O deslocamento existe sem sobra de dúvidas. A relação da Deise e sua filha, se dá em cima da intolerância e falta de diálogo. A afetividade perdida em algum canto de suas vidas. Que nos abra a voz os jovens – que são os que mais sentem esta distopia.
Em Declínio a separação de Remy e sua esposa (que tem um discurso de fidelidade) são a presença do muro que sem perceber criamos para que não haja a palavra tolerância em nossos dicionários.
Uma pesquisadora da etno-matemática nos contou o motivo pelo qual as crianças hoje em dia demoram em se familiarizar com a divisão na matemática. Ela dizia que a divisão era a primeira aprendida entre os índios, as crianças da nossa sociedade não sabem dividir, porque os pais também não sabem. Esquecemos de perceber o mundo intuitivamente. Nossa sociedade tem o primado da utilidade e não da economia não computável, que é alegria, o convívio e as trocas sociais.

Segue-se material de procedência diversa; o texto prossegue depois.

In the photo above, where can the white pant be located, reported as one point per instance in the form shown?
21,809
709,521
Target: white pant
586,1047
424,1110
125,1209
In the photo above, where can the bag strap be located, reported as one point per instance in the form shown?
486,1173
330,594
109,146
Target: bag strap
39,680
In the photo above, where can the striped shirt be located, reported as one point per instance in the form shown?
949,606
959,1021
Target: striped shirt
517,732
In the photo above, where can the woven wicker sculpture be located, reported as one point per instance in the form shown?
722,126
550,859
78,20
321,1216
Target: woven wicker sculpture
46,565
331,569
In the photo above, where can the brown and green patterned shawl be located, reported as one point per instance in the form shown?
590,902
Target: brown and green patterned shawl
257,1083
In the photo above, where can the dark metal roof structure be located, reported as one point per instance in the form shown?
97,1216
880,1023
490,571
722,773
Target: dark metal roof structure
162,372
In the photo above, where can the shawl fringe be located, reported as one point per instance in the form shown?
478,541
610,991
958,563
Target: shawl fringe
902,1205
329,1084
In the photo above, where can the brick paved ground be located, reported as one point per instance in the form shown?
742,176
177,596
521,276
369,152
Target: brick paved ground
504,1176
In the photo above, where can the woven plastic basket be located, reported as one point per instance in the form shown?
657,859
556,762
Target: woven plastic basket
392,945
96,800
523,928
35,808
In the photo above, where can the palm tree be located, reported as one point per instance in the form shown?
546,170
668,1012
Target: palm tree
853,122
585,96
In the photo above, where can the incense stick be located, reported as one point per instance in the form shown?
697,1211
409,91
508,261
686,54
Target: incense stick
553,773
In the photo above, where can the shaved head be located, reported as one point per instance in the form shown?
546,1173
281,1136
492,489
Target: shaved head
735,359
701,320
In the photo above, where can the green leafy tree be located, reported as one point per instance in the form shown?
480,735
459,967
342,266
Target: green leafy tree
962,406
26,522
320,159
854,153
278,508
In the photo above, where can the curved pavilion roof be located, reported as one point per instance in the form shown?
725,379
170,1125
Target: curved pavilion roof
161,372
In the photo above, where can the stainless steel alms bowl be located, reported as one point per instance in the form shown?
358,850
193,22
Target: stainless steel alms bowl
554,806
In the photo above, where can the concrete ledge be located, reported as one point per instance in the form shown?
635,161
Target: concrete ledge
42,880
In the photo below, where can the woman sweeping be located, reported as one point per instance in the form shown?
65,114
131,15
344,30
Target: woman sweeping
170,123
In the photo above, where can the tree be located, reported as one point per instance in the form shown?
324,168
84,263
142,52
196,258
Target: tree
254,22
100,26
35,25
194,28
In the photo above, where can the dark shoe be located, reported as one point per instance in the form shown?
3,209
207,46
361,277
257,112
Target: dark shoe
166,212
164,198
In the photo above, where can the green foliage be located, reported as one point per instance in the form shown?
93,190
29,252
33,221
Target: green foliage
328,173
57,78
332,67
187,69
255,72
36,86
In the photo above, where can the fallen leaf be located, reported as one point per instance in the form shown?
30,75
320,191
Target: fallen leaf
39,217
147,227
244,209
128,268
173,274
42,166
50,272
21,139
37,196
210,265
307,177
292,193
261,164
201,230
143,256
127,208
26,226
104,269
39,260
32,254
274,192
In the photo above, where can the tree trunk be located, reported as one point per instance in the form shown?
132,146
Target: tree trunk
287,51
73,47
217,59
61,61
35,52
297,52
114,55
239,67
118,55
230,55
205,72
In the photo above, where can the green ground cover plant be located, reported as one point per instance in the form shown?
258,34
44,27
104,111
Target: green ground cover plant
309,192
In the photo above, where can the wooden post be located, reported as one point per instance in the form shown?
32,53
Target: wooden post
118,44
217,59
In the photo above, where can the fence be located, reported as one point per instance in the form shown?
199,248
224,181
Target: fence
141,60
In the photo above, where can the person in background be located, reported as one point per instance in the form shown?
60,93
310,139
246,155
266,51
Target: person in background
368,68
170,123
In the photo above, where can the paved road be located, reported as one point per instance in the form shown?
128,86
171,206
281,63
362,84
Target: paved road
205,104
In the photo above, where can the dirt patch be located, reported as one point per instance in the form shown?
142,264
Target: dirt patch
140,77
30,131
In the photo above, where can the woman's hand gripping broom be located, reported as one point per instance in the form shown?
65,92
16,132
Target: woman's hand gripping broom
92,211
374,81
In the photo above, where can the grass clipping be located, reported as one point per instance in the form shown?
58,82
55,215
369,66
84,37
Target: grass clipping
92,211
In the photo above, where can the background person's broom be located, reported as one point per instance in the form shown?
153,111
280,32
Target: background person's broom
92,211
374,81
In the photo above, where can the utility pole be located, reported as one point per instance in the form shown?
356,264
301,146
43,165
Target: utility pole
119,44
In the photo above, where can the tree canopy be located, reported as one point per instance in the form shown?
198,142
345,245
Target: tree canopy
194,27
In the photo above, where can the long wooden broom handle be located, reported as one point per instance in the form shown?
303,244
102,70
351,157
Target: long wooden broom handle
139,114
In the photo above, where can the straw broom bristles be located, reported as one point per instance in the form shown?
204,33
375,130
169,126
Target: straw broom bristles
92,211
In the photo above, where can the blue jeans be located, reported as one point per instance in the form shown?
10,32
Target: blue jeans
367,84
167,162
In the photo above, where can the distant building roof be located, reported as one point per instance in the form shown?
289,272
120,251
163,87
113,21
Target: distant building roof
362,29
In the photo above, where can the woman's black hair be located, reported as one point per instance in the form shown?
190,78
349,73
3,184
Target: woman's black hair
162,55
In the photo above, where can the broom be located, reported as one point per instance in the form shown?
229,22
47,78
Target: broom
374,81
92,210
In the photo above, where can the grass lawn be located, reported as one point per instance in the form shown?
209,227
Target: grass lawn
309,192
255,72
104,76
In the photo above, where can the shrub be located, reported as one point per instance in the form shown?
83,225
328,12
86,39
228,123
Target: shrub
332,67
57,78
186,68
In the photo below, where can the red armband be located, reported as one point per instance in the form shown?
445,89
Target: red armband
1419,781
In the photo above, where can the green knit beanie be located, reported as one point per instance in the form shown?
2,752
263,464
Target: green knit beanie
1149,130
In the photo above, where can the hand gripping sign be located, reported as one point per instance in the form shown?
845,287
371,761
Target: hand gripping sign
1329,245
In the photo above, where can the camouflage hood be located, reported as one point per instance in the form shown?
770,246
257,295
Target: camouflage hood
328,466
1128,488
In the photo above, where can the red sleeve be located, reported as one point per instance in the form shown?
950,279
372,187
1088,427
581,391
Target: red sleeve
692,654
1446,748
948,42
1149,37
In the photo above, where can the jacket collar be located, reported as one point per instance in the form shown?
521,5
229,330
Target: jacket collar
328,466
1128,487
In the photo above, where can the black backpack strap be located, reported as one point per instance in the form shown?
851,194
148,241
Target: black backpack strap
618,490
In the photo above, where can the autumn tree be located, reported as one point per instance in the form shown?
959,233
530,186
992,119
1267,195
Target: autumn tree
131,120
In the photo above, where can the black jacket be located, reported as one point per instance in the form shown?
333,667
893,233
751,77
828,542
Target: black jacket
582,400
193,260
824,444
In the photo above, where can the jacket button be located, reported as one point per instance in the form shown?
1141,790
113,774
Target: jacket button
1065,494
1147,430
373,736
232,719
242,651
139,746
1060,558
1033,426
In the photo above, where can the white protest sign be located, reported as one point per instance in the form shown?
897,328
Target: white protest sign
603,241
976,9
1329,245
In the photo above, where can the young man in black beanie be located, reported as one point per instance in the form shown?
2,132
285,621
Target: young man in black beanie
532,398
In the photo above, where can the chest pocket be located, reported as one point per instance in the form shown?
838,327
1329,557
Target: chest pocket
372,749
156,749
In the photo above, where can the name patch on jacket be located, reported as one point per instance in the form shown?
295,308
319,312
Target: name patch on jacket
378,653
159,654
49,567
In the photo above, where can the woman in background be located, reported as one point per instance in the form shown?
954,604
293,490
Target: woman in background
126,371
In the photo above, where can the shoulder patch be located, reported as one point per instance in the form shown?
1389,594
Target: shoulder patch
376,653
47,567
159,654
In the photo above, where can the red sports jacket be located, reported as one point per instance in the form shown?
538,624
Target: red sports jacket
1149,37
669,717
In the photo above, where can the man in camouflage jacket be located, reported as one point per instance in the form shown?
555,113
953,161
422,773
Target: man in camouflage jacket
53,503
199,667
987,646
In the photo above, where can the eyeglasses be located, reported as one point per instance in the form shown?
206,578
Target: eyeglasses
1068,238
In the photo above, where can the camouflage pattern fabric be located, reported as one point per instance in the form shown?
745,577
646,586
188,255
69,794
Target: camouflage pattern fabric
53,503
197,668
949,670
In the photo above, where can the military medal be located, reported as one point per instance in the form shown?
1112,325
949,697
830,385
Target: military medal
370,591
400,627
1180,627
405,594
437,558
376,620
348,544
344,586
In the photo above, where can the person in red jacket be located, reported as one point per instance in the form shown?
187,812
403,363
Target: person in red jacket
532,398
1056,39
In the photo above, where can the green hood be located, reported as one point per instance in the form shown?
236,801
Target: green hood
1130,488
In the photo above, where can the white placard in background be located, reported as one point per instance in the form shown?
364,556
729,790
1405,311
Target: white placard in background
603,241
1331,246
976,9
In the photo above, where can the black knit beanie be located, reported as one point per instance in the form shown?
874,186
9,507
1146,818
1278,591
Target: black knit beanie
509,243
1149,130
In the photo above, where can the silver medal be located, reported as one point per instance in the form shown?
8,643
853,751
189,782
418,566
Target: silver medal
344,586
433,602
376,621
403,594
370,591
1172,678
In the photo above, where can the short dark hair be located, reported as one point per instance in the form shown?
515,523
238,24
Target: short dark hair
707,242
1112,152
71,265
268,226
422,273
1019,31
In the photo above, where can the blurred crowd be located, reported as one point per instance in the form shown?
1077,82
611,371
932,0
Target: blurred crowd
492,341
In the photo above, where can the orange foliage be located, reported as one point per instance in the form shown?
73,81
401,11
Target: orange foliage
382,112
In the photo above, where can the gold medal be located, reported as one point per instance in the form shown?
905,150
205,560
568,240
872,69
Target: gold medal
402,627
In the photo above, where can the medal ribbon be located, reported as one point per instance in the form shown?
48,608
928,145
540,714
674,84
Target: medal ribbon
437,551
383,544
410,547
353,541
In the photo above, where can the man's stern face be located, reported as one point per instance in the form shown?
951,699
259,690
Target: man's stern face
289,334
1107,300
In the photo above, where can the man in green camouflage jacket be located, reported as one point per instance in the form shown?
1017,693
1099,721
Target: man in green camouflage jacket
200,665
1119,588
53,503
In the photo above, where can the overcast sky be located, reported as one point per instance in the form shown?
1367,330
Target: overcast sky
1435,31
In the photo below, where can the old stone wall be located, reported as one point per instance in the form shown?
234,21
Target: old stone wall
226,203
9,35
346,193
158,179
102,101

São tantos os muros, em invasões o muro é derrubado quando Rémy, doente, é salvo pelos "bárbaros", ou que nós, da esquerda, chamamos das chagas do capitalismo neoliberal: o capital financeiro (representado pelo seu filho), o imperialismo norte-americano (representado pelo laboratório dos EUA onde faz os exames), a polícia (que indica o local onde se comprar heroína), a Igreja Católica (a mulher que distribui a hóstia é a mesma que injeta heroína em Rémy para aliviar as dores) e o tráfico de drogas (representado pela filha de Deise e o traficante). Remy é salvo pelas drogas e ao mesmo tempo tem sua morte apressada pelos mesmos. A tolerância não percebida em "Declínio" aparece aqui porque é inevitável a morte de Rémy que simboliza a morte de uma geração da utopia.
Uma frase de Rémy, já agonizando na casa do lago:
"Reverenciem o seu novo príncipe" (e entra em CENA o seu filho - Casado, fiel à esposa, bom marido, bem sucedido, (etc e tal).
É o resultado de uma "autofagia" que a intelectualidade de esquerda tende a fazer quando os projetos coletivos perdem espaços. Trocamos as bandeiras do socialismo pela discussão dos relacionamentos pessoais - isto pode satisfazer nosso ego de inconformados com o sistema, mas, na prática, estamos virando as costas para a invasão dos bárbaros.
Nosso gueto (instituições onde trabalhamos, grupos de amigos) nos dá uma sensação de segurança, mas é uma autofagia. Vejam há colegas professores de universidade achando que o mundo é só a academia, dirigentes de movimentos sociais achando que o mundo é só o universo de lideranças de movimentos, militantes de partidos de esquerda também vivendo entre si...
Olhamos a população de uma forma contemplativa - no máximo, criamos laços de solidariedade. Isso é uma grande bobagem, do que precisamos sabemos há muito tempo – precisamos trocar a solidariedade pela CUMPLICIDADE - temos que ser cúmplices de um projeto, de uma traquinagem, de uma peraltice, de uma mudança.
Ser solidário cria tolerância, mas não diminui a distância porque não cria compromissos. Pelo contrário, reforça os muros dos guetos - muros de vidro, muros transparentes, mas infelizmente são muros... Rémy, Pierre, Dominique, Deise e companhia se guetizaram e, por isto, morreram como cúmplices da mudança. Como a maioria de nós, não foram capazes de impedir a invasão dos bárbaros.